Namun di lain pihak, ada yang berprofesi sebagai guru, penulis, atau profesi lainnya, di tempat yang berbeda, dibayar dengan nilai rupiah yang bagus, atau justru mereka menetapkan tarif bayaran tertentu. Tujuannya, agar orang-orang yang datang mencari mereka sudah tahu sejak awal, berapa yang dana yang harus disiapkan atau sanggupkah mereka membayar?
Pertanyaan saya, sama dengan di atas, apakah dengan melihat perbandingan 2 kondisi itu lantas kita boleh dan bisa berkata kepada para profesional yang menetapkan bayaran, bahwa perbuatan mereka tercela?
Awalnya, saya juga reflek menjadi kurang respek terhadap orang-orang yang menentukan tarif. Namun di sisi lain saya melihat fakta, ternyata ada juga orang-orang yang justru merasa zalim jika tidak mau membayar apa yang akan diperolehnya. Dan jujur saja, saya juga kadang menjadi lebih bingung ketika bibi yang suka membersihkan kebun berkata, “Terserah Ibu saja,” ketika saya tanya harus bayar berapa.
Setelah membaca berbagai rujukan, akhirnya saya menemukan sebuah rumusan tentang hal ini.

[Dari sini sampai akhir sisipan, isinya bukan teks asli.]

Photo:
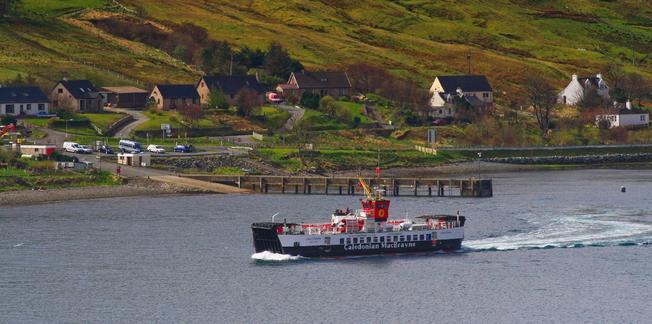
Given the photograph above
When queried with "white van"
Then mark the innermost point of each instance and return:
(130, 146)
(71, 147)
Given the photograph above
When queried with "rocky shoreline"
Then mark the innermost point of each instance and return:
(134, 187)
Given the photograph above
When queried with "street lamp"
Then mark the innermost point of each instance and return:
(479, 157)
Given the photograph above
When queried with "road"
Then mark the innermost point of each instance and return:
(138, 116)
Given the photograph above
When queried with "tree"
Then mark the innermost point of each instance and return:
(636, 87)
(327, 104)
(246, 101)
(217, 99)
(9, 7)
(190, 113)
(542, 97)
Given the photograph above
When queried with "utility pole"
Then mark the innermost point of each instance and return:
(468, 59)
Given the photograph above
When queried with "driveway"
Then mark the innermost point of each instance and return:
(296, 115)
(138, 116)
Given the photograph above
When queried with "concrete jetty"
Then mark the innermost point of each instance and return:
(418, 187)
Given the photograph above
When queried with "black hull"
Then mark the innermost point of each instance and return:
(266, 239)
(342, 251)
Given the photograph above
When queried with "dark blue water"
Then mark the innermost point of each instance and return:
(561, 246)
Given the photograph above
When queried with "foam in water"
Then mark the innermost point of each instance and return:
(571, 232)
(270, 256)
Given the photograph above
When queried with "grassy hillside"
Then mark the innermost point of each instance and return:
(416, 38)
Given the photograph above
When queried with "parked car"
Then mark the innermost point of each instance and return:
(155, 148)
(85, 149)
(130, 146)
(184, 148)
(105, 149)
(73, 147)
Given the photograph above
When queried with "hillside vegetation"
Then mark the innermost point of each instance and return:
(507, 40)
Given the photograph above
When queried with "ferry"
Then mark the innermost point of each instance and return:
(367, 231)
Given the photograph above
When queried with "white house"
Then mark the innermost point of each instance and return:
(626, 116)
(17, 101)
(474, 89)
(574, 91)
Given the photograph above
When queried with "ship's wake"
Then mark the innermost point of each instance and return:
(270, 256)
(576, 231)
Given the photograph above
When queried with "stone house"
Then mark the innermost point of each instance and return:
(333, 83)
(229, 85)
(23, 100)
(574, 91)
(624, 115)
(473, 89)
(172, 96)
(124, 97)
(77, 95)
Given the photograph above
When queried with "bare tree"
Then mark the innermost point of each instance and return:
(636, 87)
(543, 98)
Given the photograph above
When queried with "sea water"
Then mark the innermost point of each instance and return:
(556, 246)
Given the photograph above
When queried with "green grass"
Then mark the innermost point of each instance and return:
(272, 117)
(173, 119)
(103, 120)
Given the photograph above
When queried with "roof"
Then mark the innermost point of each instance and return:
(80, 89)
(232, 84)
(22, 95)
(468, 83)
(123, 90)
(174, 91)
(322, 80)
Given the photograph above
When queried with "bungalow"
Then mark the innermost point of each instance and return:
(229, 85)
(77, 95)
(17, 101)
(172, 96)
(334, 84)
(473, 89)
(574, 91)
(623, 115)
(124, 97)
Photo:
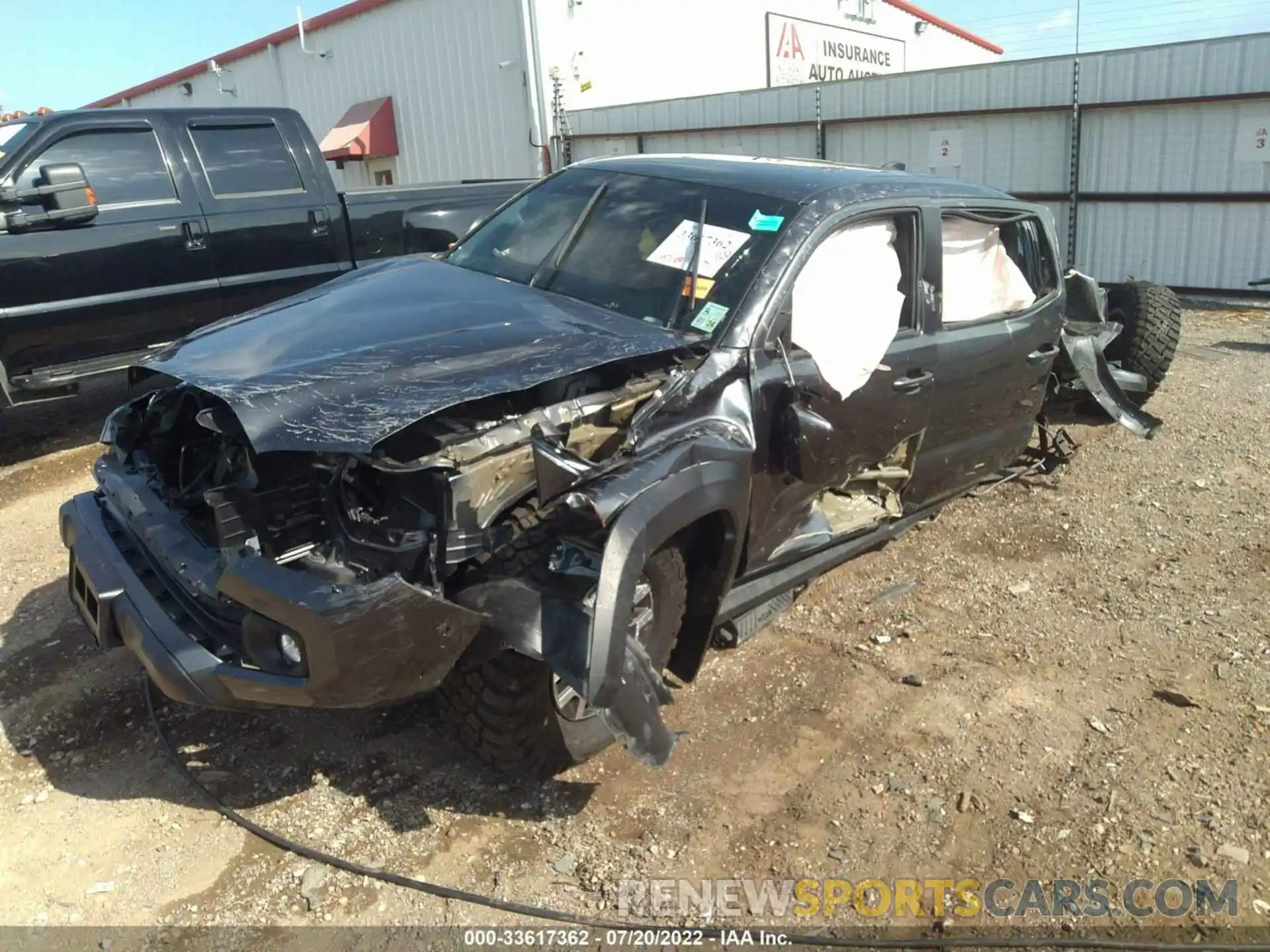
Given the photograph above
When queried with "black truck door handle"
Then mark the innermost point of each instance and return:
(913, 381)
(196, 239)
(318, 222)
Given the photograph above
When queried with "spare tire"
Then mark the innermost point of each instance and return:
(1152, 319)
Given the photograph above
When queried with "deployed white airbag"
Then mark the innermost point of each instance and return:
(980, 278)
(847, 303)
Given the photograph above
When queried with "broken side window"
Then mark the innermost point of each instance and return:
(992, 270)
(854, 295)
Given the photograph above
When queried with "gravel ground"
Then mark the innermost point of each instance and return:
(1039, 619)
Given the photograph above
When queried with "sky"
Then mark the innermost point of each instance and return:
(118, 44)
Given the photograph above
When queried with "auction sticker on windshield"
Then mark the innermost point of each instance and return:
(718, 248)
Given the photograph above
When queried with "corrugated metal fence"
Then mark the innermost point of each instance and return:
(1148, 175)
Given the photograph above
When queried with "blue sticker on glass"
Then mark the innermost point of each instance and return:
(709, 317)
(766, 222)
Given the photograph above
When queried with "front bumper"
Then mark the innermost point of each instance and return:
(143, 580)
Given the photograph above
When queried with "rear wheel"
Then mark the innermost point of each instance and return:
(513, 711)
(1152, 319)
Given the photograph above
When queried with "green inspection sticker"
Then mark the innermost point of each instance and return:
(709, 317)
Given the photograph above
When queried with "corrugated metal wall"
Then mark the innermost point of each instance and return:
(458, 113)
(1161, 193)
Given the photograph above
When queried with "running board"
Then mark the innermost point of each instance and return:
(63, 374)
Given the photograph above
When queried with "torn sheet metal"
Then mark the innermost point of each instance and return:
(347, 365)
(847, 303)
(980, 278)
(635, 716)
(1090, 364)
(1086, 300)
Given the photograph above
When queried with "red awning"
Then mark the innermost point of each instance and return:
(366, 131)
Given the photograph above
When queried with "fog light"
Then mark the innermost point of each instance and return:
(290, 649)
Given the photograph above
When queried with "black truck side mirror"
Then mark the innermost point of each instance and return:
(66, 196)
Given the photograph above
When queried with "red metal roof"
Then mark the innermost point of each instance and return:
(282, 36)
(366, 131)
(944, 24)
(360, 7)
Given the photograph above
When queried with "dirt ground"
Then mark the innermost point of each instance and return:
(1040, 619)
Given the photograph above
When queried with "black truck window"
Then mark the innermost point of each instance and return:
(124, 165)
(995, 266)
(633, 253)
(245, 160)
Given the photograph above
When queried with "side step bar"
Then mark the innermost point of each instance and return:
(63, 374)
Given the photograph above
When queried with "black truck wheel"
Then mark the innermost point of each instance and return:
(1152, 319)
(512, 711)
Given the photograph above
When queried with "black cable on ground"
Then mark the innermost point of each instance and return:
(709, 933)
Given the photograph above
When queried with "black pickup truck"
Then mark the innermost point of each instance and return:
(633, 413)
(122, 230)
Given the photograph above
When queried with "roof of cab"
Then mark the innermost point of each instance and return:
(789, 179)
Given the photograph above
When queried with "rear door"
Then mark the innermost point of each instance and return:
(997, 338)
(273, 219)
(892, 407)
(136, 276)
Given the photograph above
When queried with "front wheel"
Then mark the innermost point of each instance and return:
(516, 715)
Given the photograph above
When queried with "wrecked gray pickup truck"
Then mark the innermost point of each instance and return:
(626, 418)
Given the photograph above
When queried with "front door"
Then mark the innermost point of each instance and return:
(138, 274)
(996, 344)
(890, 408)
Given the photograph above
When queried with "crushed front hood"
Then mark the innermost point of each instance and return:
(345, 366)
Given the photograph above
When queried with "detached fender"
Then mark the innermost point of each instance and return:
(1085, 352)
(646, 524)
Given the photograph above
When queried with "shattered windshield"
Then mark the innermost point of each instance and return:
(629, 244)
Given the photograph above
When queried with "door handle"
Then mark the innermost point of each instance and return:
(1043, 353)
(319, 223)
(196, 238)
(913, 381)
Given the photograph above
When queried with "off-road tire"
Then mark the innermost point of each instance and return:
(1152, 319)
(505, 710)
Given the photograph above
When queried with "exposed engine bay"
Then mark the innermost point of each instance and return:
(426, 503)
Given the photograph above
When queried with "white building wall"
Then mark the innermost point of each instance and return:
(455, 70)
(633, 51)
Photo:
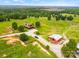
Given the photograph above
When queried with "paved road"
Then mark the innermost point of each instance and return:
(53, 47)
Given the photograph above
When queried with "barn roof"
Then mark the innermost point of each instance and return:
(56, 36)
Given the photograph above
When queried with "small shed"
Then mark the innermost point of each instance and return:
(55, 38)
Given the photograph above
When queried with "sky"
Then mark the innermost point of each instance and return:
(41, 2)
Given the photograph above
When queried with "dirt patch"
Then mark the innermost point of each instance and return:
(12, 40)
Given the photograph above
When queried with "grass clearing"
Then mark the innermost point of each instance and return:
(19, 51)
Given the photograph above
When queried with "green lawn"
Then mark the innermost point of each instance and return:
(19, 51)
(47, 27)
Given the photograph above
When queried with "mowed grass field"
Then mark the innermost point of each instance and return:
(48, 27)
(19, 51)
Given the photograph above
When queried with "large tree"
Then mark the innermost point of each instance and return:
(69, 49)
(14, 25)
(37, 24)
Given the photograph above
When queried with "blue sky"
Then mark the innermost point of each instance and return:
(41, 2)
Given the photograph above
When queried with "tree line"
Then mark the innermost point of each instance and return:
(23, 13)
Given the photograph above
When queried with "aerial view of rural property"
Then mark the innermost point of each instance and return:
(39, 28)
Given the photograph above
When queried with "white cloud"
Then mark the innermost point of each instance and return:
(6, 1)
(21, 1)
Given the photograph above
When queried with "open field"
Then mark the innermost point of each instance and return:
(47, 27)
(19, 51)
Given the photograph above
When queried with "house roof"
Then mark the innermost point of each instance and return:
(56, 36)
(78, 45)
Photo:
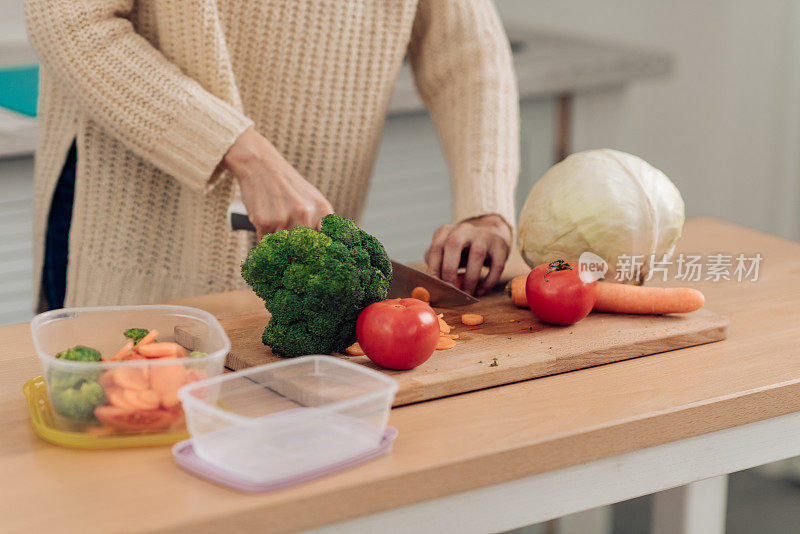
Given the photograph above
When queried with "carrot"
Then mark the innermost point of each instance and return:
(421, 293)
(129, 378)
(444, 328)
(445, 343)
(516, 291)
(166, 349)
(142, 400)
(622, 298)
(471, 319)
(100, 431)
(166, 380)
(355, 350)
(117, 398)
(123, 351)
(149, 338)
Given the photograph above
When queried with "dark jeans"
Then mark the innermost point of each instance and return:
(56, 251)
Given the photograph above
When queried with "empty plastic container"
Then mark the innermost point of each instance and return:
(283, 419)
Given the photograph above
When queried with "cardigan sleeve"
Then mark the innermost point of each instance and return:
(128, 87)
(462, 66)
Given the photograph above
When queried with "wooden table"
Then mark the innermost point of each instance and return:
(479, 462)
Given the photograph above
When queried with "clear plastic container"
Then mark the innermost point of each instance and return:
(112, 398)
(278, 420)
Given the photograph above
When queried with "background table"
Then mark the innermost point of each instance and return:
(479, 462)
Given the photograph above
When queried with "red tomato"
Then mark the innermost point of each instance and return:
(398, 333)
(135, 420)
(557, 295)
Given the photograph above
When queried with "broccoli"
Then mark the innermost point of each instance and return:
(78, 402)
(136, 334)
(316, 283)
(79, 353)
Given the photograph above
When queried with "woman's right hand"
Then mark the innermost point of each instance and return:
(274, 193)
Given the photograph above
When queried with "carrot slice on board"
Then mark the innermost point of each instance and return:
(471, 319)
(445, 343)
(444, 328)
(355, 350)
(420, 293)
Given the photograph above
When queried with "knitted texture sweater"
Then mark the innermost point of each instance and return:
(155, 92)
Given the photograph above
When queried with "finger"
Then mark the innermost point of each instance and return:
(433, 256)
(451, 256)
(302, 215)
(498, 253)
(477, 254)
(323, 208)
(268, 223)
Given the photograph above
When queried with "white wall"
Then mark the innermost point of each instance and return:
(726, 126)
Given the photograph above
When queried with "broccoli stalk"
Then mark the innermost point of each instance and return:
(80, 401)
(136, 334)
(316, 283)
(75, 393)
(79, 353)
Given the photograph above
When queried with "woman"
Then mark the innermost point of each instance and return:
(174, 108)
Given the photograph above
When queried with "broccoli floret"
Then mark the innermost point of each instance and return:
(80, 401)
(136, 334)
(316, 283)
(79, 353)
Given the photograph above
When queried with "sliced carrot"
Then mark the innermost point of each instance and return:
(355, 350)
(516, 290)
(167, 349)
(623, 298)
(100, 431)
(149, 338)
(166, 380)
(117, 399)
(106, 380)
(194, 375)
(421, 293)
(130, 378)
(142, 400)
(444, 328)
(445, 343)
(123, 351)
(471, 319)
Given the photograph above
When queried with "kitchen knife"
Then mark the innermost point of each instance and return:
(404, 278)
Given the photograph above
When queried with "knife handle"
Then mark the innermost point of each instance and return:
(237, 217)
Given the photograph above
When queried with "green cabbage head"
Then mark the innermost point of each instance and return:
(602, 201)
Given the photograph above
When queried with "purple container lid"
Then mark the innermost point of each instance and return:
(187, 458)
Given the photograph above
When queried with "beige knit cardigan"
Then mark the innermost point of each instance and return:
(156, 91)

Takaran benar dan salahnya sebuah transaksi adalah kerelaan kedua belah pihak (selama tidak menyalahi hukum), dan bukan ketidakrelaan pihak-pihak yang tidak ada hubungannya dengan “transaksi” itu. Jadi, untuk membandingkan kata gratis dan bayar tidak selalu harus kita tulis dengan akronim vs di tengah-tengahnya. Setiap kondisi pasti ada latar belakangnya, dan keragaman di sisi latar belakang itulah yang membuat kesimpulan tak bisa dipukul rata. Terlebih jika urusannya dikaitkan dengan diterima atau tidak diterimanya amal oleh Allah SWT, itu jelas bukan wilayah manusia. Hanya Dia Yang Maha Mengetahui segala isi hati. Wallahualam.